Mientras Ruth dormía beatíficamente, fue la señorita Nichol quien llevó a Fletcher Andrew a la nursería, donde compartiría sus primeras horas de vida con los demás recién nacidos. En cuanto acabó de acomodar al bebé en la cuna, le encomendó a la enfermera que lo vigilara y regresó a la habitación de Ruth. La señorita Nichol se acomodó en una confortable butaca en una esquina de la habitación e intentó mantenerse despierta.
Faltaban un par de horas para el amanecer cuando la señorita Nichol se despertó sobresaltada. Oyó que le decían:
—¿Puedo ver a mi hijo?
—Por supuesto que sí, señora Davenport —respondió la señorita Nichol al tiempo que se levantaba apresuradamente—. Ahora mismo iré a buscar al pequeño Andrew. —Mientras cerraba la puerta, añadió—: Solo tardaré un par de minutos.
Ruth se incorporó en la cama, acomodó la almohada, encendió la lámpara de la mesita de noche y esperó ansiosa la llegada de su hijo.
Mientras la señorita Nichol caminaba por el pasillo, miró la hora. Eran las 4.31 de la mañana. Bajó las escaleras hasta el quinto piso y se dirigió a la nursería. La señorita Nichol abrió la puerta sigilosamente para no despertar a ninguno de los bebés. Lo primero que hizo al entrar en la sala iluminada por un pequeño tubo fluorescente fue buscar a la enfermera de guardia. La vio dormida en un rincón. Decidió no despertarla porque probablemente esos serían los pocos minutos de descanso de los que podría disfrutar en su turno de ocho horas.

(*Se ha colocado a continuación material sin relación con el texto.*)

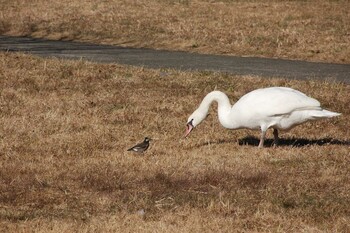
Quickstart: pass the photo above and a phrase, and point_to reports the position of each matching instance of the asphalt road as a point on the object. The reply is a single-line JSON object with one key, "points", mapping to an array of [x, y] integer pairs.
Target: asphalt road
{"points": [[264, 67]]}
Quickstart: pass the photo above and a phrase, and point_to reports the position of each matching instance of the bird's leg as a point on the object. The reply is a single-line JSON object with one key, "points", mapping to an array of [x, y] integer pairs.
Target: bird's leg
{"points": [[275, 135], [262, 138]]}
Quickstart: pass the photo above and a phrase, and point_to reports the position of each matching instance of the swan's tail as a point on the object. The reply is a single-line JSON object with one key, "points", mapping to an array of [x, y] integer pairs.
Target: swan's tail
{"points": [[324, 114]]}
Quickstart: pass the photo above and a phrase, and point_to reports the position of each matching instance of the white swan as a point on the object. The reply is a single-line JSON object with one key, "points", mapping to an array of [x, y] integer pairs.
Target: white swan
{"points": [[274, 107]]}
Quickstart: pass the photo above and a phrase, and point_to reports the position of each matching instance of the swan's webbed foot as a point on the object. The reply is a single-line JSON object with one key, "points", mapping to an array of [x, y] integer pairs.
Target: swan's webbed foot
{"points": [[262, 139], [276, 139]]}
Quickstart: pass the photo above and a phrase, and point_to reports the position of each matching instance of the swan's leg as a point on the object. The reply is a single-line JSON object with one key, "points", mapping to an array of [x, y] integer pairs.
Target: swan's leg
{"points": [[262, 138], [275, 135]]}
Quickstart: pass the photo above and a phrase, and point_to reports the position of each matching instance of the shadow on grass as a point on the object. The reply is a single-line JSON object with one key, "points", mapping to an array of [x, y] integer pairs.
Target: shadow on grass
{"points": [[294, 142]]}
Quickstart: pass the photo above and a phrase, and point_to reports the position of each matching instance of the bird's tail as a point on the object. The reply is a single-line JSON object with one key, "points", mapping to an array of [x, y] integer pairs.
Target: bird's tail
{"points": [[324, 114]]}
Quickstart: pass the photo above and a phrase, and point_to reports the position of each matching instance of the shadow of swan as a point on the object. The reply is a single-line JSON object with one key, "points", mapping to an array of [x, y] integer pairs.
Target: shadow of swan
{"points": [[294, 142]]}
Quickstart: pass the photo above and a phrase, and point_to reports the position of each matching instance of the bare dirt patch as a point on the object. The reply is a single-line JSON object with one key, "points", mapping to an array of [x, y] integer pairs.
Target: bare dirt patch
{"points": [[66, 126], [304, 30]]}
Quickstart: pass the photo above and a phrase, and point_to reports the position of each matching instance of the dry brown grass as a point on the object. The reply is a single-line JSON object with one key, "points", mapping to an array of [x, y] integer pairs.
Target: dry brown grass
{"points": [[66, 125], [307, 30]]}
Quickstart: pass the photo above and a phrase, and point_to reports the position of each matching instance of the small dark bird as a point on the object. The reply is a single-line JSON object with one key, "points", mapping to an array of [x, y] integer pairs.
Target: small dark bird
{"points": [[141, 147]]}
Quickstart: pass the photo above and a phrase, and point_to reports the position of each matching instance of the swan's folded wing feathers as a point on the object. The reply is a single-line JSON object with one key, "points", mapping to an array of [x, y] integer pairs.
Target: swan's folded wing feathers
{"points": [[277, 101]]}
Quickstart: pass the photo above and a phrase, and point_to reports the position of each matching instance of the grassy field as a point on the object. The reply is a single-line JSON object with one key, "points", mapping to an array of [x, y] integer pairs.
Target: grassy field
{"points": [[66, 125], [306, 30]]}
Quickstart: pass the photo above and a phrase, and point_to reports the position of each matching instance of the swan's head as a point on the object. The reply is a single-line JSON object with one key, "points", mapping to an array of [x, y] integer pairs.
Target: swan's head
{"points": [[194, 120]]}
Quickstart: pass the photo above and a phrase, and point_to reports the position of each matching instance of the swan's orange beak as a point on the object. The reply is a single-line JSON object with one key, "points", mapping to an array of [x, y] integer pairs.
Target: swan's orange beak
{"points": [[189, 128]]}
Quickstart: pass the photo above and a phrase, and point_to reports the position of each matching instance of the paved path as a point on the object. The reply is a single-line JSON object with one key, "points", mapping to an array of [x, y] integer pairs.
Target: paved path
{"points": [[264, 67]]}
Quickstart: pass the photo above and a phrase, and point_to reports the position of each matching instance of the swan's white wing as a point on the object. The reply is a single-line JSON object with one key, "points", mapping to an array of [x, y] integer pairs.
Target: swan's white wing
{"points": [[275, 101]]}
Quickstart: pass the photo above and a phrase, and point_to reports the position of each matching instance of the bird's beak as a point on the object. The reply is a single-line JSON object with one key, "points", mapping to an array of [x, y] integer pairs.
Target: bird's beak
{"points": [[189, 128]]}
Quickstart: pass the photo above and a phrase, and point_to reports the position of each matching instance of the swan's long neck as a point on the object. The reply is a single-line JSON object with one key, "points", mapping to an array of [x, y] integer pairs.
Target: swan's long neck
{"points": [[224, 107]]}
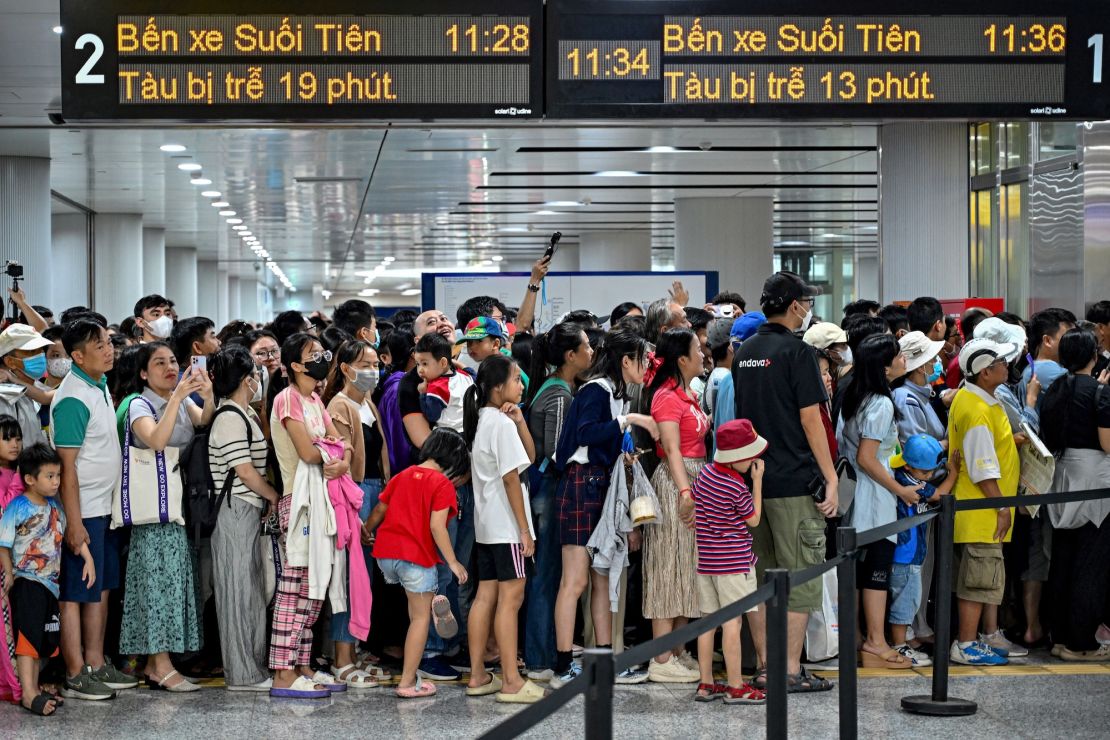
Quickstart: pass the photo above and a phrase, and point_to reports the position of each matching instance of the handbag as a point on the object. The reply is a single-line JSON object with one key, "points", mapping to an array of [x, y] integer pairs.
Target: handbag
{"points": [[150, 488]]}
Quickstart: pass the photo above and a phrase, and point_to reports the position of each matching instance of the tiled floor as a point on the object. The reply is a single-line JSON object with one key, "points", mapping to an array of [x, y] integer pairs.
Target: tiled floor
{"points": [[1058, 706]]}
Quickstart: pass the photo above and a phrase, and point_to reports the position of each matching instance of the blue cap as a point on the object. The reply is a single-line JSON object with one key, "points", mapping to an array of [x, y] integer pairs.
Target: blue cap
{"points": [[920, 452], [747, 324]]}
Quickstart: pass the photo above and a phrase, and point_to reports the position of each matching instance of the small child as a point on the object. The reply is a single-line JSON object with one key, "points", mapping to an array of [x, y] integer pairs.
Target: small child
{"points": [[444, 386], [31, 551], [413, 513], [724, 508], [917, 465]]}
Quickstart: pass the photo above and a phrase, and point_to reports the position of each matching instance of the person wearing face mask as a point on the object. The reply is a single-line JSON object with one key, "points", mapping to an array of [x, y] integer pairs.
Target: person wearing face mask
{"points": [[778, 387], [153, 318], [236, 448], [22, 355], [352, 381]]}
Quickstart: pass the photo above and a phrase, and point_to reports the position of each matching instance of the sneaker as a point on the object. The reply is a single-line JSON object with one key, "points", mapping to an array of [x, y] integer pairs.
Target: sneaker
{"points": [[83, 686], [113, 678], [1002, 646], [434, 669], [916, 657], [673, 671], [631, 676], [572, 672], [976, 654]]}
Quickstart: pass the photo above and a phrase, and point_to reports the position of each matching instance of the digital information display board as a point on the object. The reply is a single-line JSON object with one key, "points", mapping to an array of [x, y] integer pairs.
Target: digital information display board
{"points": [[289, 60], [699, 59], [129, 59]]}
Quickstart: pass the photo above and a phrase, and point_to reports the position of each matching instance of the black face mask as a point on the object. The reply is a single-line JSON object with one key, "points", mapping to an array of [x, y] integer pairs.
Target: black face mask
{"points": [[318, 370]]}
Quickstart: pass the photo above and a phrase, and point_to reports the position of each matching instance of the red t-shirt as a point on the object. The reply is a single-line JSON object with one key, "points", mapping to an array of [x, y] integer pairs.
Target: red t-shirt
{"points": [[672, 404], [405, 534]]}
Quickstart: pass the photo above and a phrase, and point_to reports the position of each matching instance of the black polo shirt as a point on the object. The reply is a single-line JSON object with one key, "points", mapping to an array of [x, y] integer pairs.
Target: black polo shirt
{"points": [[776, 376]]}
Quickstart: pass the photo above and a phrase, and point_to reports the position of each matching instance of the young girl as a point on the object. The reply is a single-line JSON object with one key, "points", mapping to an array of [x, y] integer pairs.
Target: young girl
{"points": [[414, 510], [501, 450], [298, 421]]}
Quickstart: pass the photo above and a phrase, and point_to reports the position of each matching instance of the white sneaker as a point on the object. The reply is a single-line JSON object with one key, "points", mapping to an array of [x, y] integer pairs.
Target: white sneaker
{"points": [[673, 671]]}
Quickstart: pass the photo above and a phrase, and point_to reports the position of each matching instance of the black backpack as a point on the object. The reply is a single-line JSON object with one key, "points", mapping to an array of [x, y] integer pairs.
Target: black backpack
{"points": [[202, 500]]}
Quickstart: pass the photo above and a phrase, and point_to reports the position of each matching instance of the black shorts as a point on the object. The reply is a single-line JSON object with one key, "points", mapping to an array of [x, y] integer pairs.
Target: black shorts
{"points": [[34, 619], [503, 563], [873, 570]]}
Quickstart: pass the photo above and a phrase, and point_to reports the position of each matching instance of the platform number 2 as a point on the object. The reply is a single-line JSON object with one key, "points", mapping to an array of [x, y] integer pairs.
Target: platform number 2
{"points": [[1096, 42], [83, 75]]}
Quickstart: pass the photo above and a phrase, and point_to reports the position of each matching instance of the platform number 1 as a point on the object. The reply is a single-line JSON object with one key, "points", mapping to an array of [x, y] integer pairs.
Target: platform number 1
{"points": [[98, 50], [1096, 42]]}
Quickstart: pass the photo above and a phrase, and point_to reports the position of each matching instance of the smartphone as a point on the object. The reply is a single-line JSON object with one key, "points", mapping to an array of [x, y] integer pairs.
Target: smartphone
{"points": [[550, 252]]}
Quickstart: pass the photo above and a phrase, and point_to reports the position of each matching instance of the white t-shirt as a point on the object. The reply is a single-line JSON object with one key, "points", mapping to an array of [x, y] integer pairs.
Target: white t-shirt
{"points": [[497, 449]]}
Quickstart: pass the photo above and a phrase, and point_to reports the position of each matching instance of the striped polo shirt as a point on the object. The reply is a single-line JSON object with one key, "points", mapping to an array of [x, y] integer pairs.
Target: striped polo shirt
{"points": [[723, 505]]}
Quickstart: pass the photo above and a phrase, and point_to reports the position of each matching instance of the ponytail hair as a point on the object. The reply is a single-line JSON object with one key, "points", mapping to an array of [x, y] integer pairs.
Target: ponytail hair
{"points": [[495, 371]]}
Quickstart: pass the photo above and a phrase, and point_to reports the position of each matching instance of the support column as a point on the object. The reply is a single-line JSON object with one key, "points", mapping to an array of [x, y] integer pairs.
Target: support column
{"points": [[618, 251], [182, 280], [117, 264], [922, 211], [733, 235], [24, 225], [153, 261], [69, 235]]}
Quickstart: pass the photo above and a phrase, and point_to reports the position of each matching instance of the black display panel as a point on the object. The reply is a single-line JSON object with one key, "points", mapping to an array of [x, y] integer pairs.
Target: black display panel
{"points": [[250, 60], [700, 59]]}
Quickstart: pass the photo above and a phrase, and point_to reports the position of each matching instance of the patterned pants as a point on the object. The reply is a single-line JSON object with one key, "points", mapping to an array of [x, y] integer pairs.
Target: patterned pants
{"points": [[294, 612]]}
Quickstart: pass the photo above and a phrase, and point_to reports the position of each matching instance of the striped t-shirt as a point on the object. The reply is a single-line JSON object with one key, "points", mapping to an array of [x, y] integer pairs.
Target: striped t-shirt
{"points": [[723, 505]]}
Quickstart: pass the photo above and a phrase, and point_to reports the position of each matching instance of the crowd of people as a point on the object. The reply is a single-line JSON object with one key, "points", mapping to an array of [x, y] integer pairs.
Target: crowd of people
{"points": [[337, 503]]}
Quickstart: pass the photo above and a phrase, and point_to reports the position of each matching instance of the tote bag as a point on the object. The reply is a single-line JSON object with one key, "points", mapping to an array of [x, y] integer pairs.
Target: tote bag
{"points": [[149, 490]]}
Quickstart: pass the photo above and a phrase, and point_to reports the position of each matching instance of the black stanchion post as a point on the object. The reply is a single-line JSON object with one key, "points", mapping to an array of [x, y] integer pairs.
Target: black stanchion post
{"points": [[776, 652], [848, 619], [939, 702], [599, 671]]}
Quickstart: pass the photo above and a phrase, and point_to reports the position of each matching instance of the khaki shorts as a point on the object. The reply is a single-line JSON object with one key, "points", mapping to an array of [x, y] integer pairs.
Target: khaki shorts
{"points": [[791, 535], [717, 591], [980, 573]]}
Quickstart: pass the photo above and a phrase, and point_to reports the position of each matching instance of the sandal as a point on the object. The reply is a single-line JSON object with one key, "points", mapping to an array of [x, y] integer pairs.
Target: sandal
{"points": [[419, 690], [39, 705], [714, 691], [355, 678], [745, 695], [891, 659], [804, 682]]}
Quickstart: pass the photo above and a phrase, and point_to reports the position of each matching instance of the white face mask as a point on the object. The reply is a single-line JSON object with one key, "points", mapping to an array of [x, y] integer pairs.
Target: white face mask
{"points": [[161, 327]]}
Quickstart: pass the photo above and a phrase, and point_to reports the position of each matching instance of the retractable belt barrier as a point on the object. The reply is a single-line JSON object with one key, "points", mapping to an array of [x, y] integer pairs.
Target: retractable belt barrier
{"points": [[599, 667]]}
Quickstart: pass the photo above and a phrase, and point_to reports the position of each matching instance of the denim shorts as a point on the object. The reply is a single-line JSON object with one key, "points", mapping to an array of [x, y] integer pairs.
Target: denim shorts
{"points": [[905, 592], [414, 578]]}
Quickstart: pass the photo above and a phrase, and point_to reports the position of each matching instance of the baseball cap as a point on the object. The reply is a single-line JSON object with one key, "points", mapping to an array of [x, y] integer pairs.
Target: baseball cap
{"points": [[918, 350], [719, 333], [737, 441], [996, 330], [978, 354], [784, 287], [481, 327], [825, 335], [21, 336], [747, 325], [920, 452]]}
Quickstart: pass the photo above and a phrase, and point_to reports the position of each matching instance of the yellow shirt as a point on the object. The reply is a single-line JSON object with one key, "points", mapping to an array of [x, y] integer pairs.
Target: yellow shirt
{"points": [[979, 428]]}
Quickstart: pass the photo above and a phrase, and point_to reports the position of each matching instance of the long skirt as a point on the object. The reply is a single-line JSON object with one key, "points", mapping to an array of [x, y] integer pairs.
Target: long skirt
{"points": [[670, 553]]}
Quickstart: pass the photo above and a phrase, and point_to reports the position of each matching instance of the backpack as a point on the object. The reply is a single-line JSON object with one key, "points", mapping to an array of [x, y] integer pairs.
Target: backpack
{"points": [[202, 500]]}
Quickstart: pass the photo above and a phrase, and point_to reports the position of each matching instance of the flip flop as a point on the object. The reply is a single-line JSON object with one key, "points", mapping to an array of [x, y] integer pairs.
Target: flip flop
{"points": [[530, 693], [302, 688], [493, 687]]}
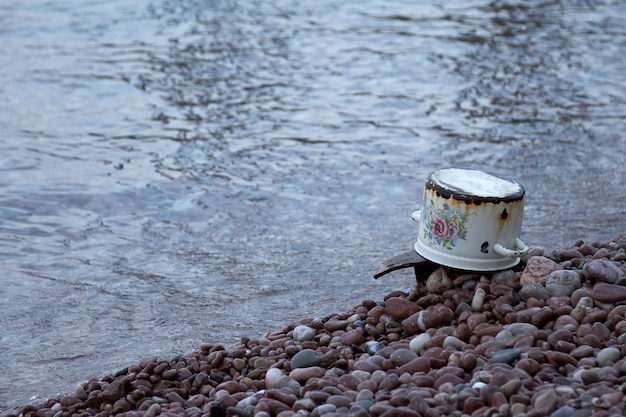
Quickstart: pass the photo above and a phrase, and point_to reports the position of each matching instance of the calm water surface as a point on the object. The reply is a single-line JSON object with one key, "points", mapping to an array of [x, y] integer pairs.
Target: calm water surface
{"points": [[174, 172]]}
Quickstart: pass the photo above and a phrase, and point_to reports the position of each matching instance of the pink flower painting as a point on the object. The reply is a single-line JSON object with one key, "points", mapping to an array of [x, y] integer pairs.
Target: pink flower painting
{"points": [[444, 226]]}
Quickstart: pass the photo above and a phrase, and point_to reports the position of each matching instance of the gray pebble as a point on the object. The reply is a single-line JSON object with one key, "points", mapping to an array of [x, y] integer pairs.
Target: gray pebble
{"points": [[608, 356], [563, 412], [320, 410], [562, 282], [401, 356], [305, 359], [534, 290], [506, 356], [373, 346], [521, 328]]}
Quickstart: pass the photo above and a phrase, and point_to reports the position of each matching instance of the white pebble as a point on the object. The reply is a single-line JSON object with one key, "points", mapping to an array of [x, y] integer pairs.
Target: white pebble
{"points": [[478, 300], [303, 333], [608, 356], [479, 385], [418, 343]]}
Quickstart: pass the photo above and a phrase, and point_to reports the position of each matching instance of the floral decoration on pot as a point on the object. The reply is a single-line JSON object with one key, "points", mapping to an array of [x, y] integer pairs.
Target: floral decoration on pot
{"points": [[444, 226]]}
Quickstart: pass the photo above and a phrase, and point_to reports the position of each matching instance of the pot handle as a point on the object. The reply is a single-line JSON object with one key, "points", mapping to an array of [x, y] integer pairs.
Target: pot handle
{"points": [[520, 249]]}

La señorita Nichol caminó de puntillas entre las dos hileras de cunas y solo se detuvo un momento para contemplar a los mellizos que se encontraban en una cuna doble instalada junto a la de Fletcher Andrew Davenport.
Miró al bebé al que nunca le faltaría de nada durante el resto de su vida. Cuando fue a inclinarse para coger a la criatura de la cuna, se detuvo bruscamente. Después de asistir a un millar de partos, se está perfectamente capacitado para distinguir la muerte. La palidez de la piel y la inmovilidad de los ojos hicieron innecesario que le buscara el pulso.
A menudo es una de esas decisiones que se toman sin más, algunas veces tomadas por otros, la que puede cambiar toda nuestra vida.